Lynn suda. Experimenta un estado de ánimo que podría confundirse con la viveza. La mirada de Lynn se detiene en el auricular, que aún sostiene en la mano. Auricular, dice a la habitación. Auricular, dice Lynn, ¿por qué auricular?
De pequeña una vez encontró una caracola[*] en la playa, se la llevó a su madre, que estaba tumbada en bañador, blanca como la pared, bajo la sombrilla, con su libro.
Una caracola, dijo Lynn, he encontrado una caracola.
La madre le dijo: tienes que ponértela en la oreja.
Y Lynn se puso la caracola en la oreja.
¿Qué oyes?, le preguntó la madre.
Un murmullo, respondió Lynn.
Es el murmullo del mar, le explicó la madre, las olas que están atrapadas en la caracola.
¿El mar?, preguntó Lynn.
El mar, confirmó la madre, y siguió leyendo.

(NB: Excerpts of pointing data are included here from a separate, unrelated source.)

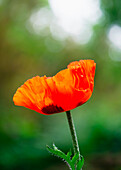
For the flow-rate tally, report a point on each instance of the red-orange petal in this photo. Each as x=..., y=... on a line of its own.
x=65, y=91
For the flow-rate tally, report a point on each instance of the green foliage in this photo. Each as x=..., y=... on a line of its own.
x=73, y=163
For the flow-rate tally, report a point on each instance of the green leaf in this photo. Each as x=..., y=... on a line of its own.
x=75, y=158
x=69, y=154
x=67, y=158
x=56, y=152
x=80, y=163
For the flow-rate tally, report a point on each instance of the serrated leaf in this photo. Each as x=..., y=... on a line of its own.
x=80, y=163
x=75, y=158
x=55, y=151
x=69, y=154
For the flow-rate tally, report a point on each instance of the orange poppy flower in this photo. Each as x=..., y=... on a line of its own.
x=65, y=91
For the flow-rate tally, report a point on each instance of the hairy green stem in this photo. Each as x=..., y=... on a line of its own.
x=73, y=133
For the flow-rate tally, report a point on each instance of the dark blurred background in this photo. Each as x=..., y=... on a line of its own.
x=42, y=37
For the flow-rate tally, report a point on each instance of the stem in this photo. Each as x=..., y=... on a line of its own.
x=73, y=133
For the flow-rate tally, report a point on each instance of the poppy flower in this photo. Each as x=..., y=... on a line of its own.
x=65, y=91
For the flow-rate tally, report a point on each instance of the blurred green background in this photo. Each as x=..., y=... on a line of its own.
x=42, y=37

¿Cómo, pensó Lynn, cómo es posible que una caracola atrape al mar? ¿Cómo puede algo tan pequeño y frágil como una caracola atrapar a algo tan grande e indestructible como el mar, las olas del mar, el murmullo del mar? Y se llevó la caracola a la habitación y la dejó en la mesilla, y como no podía dormir volvió a ponerse la caracola en la oreja, la mirada fija en la oscuridad, escuchando el sonido de las olas. Cogió el vaso del agua y se bebió el agua de un sorbo, y como cogió el vaso y se bebió el agua pudo sostener el vaso vacío en la mano, y como sostenía el vaso vacío en la mano se lo llevó de sopetón a la oreja, y como tenía el vaso en la oreja escuchó el mismo murmullo que salía de la caracola, las mismas olas, el mismo viento. Y Lynn dejó el vaso en su sitio y tiró la caracola a la papelera, pues de pronto intuyó que en la vida todo es engaño.